En la República Argentina, no existe un método estandarizado, reunido en un volumen, que permita establecer cuándo los productos y los servicios, que distinguen marcas, son similares o se encuentran vinculados. Para abordar esta tarea, como referencia inicial, pueden consultarse las Directrices sobre Marcas de la EUIPO[5] (DsM) que indican: “(…) para apreciar la similitud entre los productos procede tener en cuenta todos los factores pertinentes que caracterizan la relación entre los productos. Estos factores incluyen, entre otros, su naturaleza, su destino, su utilización y su carácter competidor o complementario”. La lista de posibles factores a considerar, señalan las DsM, es meramente indicativa, en tanto “pueden concurrir otros factores además de, o en lugar de, los enumerados (…) que pueden resultar pertinentes en el caso concreto”. Entre los parámetros que se proponen en las DsM, se observan:

  • El destino de los productos o servicios;
  • Si se trata de productos o servicios sustitutivos;
  • El análisis de las partes, el uso conjunto y/o los accesorios adaptados;
  • El examen de las materias primas, los productos semielaborados y los productos terminados;
  • Si se trata de productos o servicios complementarios;
  • La naturaleza del consumidor o del usuario al que están dirigidos;
  • Cuál es el canal de comercialización o distribución;
  • Si los medios de publicidad son similares o no;
  • Cuál es la relación o vínculo entre la naturaleza y función de los productos o servicios, entre otros criterios de examen.

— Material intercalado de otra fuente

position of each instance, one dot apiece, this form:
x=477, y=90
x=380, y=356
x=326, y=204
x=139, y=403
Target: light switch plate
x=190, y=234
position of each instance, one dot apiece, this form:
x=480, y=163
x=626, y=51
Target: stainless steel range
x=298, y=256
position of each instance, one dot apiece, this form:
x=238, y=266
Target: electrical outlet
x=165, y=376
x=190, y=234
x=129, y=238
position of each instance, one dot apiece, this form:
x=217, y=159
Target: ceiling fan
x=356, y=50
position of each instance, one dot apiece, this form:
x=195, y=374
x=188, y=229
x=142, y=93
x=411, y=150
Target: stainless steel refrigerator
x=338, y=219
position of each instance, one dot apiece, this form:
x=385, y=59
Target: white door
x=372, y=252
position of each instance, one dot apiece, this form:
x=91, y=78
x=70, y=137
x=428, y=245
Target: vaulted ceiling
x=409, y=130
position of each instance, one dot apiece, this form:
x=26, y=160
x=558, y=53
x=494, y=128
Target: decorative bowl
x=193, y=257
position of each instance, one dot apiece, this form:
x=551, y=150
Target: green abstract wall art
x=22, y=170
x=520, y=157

En todos los casos, estos parámetros deben emplearse en el contexto del examen de marcas, en tanto el propósito es determinar la posibilidad de confusión entre dos signos o si el uso de una marca es suficiente para evitar la caducidad de un registro. Por ejemplo, en los exámenes de confundibilidad, como regla general, debe observarse que a mayor similitud entre los signos, menor es el grado de relación que es preciso establecer entre sus alcances de protección.

En este marco, la redacción de las especificaciones de productos y servicios es central. Como se observa en el caso “DEL FIRMAMENTO”, una cobertura amplia favorece el posible vínculo con productos y servicios diferentes.

Los parámetros de cotejo entre productos y servicios son múltiples y se interrelacionan. Ahondar en ellos, excede la finalidad de éste artículo. La noticia, por ahora, es la decisión del Instituto Nacional de la Propiedad Industrial sobre la oposición presentada contra “DEL FIRMAMENTO”, en tanto la DNM abandonó su postura tradicional, en cuanto a una interpretación estricta del principio de especialidad. Por el momento, para resolver eficazmente conflictos en el marco del procedimiento de resolución de oposiciones. Dentro de muy poco tiempo, para dictaminar en materia de caducidad parcial de registros por falta de uso.

Para más información contactarse con: dmontangero@ojambf.com.


[1]Arreglo de Niza Relativo a la Clasificación Internacional de Productos y Servicios para el Registro de las Marcas”, establecida en virtud de un arreglo concluido en la Conferencia Diplomática celebrada en Niza el 15 de junio de 1957, revisado en Estocolmo en 1967 y en Ginebra en 1977, y modificado en 1979.

[2]Nota Explicativa” de la Clase 38, Clasificación Internacional de Niza, 11va Edición (versión 2021)

[3] Tal como ha resuelto la Dirección Nacional de Marcas del INPI (Argentina), la caducidad de un registro de marca procede cuando, entre otras condiciones, “el titular no tenga una marca idéntica registrada en una clase relacionada o vinculada a ella; o si la tuviese, que no hubiere presentado tampoco en aquella la declaración jurada de uso debiendo haberlo hecho”, Resolución del INPI No. 279/2019 – Anexo II – Resolución Administrativa de Caducidades de Registro de Marcas (Anexo IV Resolución 183/18).

[4]La caducidad parcial sólo podrá interponerse a partir del 12 de junio de 2023”, Artículo 1, Anexo IV Resolución 183/18.

[5] “Directrices sobre marcas y dibujos o modelos”, publicadas por la Oficina de Propiedad Intelectual de la Unión Europea (EUIPO).